14/10/15 10:15:38 INFO Configuration.deprecation: mapred.reduce.tasks is deprecated. Instead, use mapreduce.job.reduces
14/10/15 10:15:38 INFO Configuration.deprecation: mapred.min.split.size is deprecated. Instead, use mapreduce.input.fileinputformat.split.minsize
14/10/15 10:15:45 INFO Configuration.deprecation: mapred.used.genericoptionsparser is deprecated. Instead, use mapreduce.client.genericoptionsparser.used
14/10/15 10:15:45 INFO util.HadoopUtil: resolving application jar from found main method on: com.twitter.scalding.Tool$
14/10/15 10:15:45 INFO planner.HadoopPlanner: using application jar: /root/scalding-core-assembly-0.11.2.jar
14/10/15 10:15:45 INFO property.AppProps: using app.id: B35245C840964D45A3F6B47D49AC0980
14/10/15 10:15:46 INFO Configuration.deprecation: mapred.output.compress is deprecated. Instead, use mapreduce.output.fileoutputformat.compress
14/10/15 10:15:47 INFO util.Version: Concurrent, Inc - Cascading 2.5.5
14/10/15 10:15:47 INFO flow.Flow: [Tutorial0] starting
14/10/15 10:15:47 INFO flow.Flow: [Tutorial0]  source: Hfs["TextLine[['offset', 'line']->[ALL]]"]["tutorial/data/hello.txt"]
14/10/15 10:15:47 INFO flow.Flow: [Tutorial0]  sink: Hfs["TextLine[['offset', 'line']->[ALL]]"]["tutorial/data/output0.txt"]

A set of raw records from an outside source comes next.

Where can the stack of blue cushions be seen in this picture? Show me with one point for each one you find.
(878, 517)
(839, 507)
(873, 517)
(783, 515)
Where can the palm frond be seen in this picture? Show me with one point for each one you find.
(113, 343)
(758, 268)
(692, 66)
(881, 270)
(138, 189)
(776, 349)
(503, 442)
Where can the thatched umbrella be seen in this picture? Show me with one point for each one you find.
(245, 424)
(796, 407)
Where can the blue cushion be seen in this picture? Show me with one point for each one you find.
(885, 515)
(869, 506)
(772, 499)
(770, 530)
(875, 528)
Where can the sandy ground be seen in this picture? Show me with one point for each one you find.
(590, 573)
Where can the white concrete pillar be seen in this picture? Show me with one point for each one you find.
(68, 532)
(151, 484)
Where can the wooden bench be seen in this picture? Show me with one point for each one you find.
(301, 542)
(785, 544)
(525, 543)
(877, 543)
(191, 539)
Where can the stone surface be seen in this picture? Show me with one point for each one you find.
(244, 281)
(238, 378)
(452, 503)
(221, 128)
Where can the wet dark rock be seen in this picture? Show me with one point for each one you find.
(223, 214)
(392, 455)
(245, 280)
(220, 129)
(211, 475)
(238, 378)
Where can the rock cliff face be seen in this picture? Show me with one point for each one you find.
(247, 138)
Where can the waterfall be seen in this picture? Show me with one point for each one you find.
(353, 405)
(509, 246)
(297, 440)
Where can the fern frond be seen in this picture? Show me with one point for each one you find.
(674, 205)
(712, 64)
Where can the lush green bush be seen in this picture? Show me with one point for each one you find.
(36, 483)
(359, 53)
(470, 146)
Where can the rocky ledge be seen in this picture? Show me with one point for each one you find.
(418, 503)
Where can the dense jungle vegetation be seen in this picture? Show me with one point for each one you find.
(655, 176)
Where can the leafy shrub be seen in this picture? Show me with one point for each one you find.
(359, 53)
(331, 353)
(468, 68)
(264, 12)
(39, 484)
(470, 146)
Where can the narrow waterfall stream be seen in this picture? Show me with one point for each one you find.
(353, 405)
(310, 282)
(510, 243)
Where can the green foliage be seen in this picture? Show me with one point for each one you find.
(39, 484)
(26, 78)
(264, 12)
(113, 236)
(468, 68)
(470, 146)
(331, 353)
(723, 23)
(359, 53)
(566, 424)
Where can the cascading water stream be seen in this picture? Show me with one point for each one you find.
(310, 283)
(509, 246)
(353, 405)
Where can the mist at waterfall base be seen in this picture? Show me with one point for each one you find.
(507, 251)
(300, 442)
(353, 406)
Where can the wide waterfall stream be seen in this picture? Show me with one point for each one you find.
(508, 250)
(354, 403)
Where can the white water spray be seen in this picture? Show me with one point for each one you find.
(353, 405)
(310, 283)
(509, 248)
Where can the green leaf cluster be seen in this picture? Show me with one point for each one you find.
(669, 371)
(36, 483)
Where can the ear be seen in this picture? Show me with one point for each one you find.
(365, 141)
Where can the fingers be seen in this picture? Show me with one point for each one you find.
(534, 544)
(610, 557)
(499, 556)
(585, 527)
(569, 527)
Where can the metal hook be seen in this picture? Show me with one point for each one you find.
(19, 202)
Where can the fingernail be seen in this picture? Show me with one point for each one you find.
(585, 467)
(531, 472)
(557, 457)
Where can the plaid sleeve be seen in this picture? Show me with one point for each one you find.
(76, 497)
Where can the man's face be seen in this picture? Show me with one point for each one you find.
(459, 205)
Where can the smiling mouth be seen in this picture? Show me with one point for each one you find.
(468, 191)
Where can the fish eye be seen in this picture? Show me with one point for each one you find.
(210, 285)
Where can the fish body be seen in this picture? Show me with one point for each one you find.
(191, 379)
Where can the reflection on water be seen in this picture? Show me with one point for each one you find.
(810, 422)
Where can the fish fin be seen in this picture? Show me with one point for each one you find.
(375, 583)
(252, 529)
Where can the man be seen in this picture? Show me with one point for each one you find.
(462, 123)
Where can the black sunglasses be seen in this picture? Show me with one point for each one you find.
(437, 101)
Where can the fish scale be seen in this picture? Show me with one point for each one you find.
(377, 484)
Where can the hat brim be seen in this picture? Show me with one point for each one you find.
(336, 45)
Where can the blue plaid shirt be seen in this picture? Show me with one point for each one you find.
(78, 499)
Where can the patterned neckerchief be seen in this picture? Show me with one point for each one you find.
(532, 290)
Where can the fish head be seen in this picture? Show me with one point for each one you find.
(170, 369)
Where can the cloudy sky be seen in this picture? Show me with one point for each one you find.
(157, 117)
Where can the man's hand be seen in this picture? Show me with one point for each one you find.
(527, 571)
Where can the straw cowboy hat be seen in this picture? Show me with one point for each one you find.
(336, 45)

14/10/15 10:15:47 INFO flow.Flow: [Tutorial0]  parallel execution is enabled: true
14/10/15 10:15:47 INFO flow.Flow: [Tutorial0]  starting jobs: 1
14/10/15 10:15:47 INFO flow.Flow: [Tutorial0]  allocating threads: 1
14/10/15 10:15:47 INFO flow.FlowStep: [Tutorial0] starting step: (1/1) tutorial/data/output0.txt
14/10/15 10:15:48 INFO client.RMProxy: Connecting to ResourceManager at sandbox.hortonworks.com/10.0.2.15:8050
14/10/15 10:15:49 INFO client.RMProxy: Connecting to ResourceManager at sandbox.hortonworks.com/10.0.2.15:8050
14/10/15 10:15:54 INFO Configuration.deprecation: mapred.input.dir is deprecated. Instead, use mapreduce.input.fileinputformat.inputdir
14/10/15 10:15:54 INFO mapred.FileInputFormat: Total input paths to process : 1
14/10/15 10:15:54 INFO mapreduce.JobSubmitter: number of splits:1

In the end, I was able to run Scalding against a Hadoop cluster (even if it was a single node cluster).  

Is Scalding something that deserves more attention?  Absolutely.  The clean code, interfaces to JDBC, HBase, and other sources/sinks make Scalding a great tool for data workflows and processing.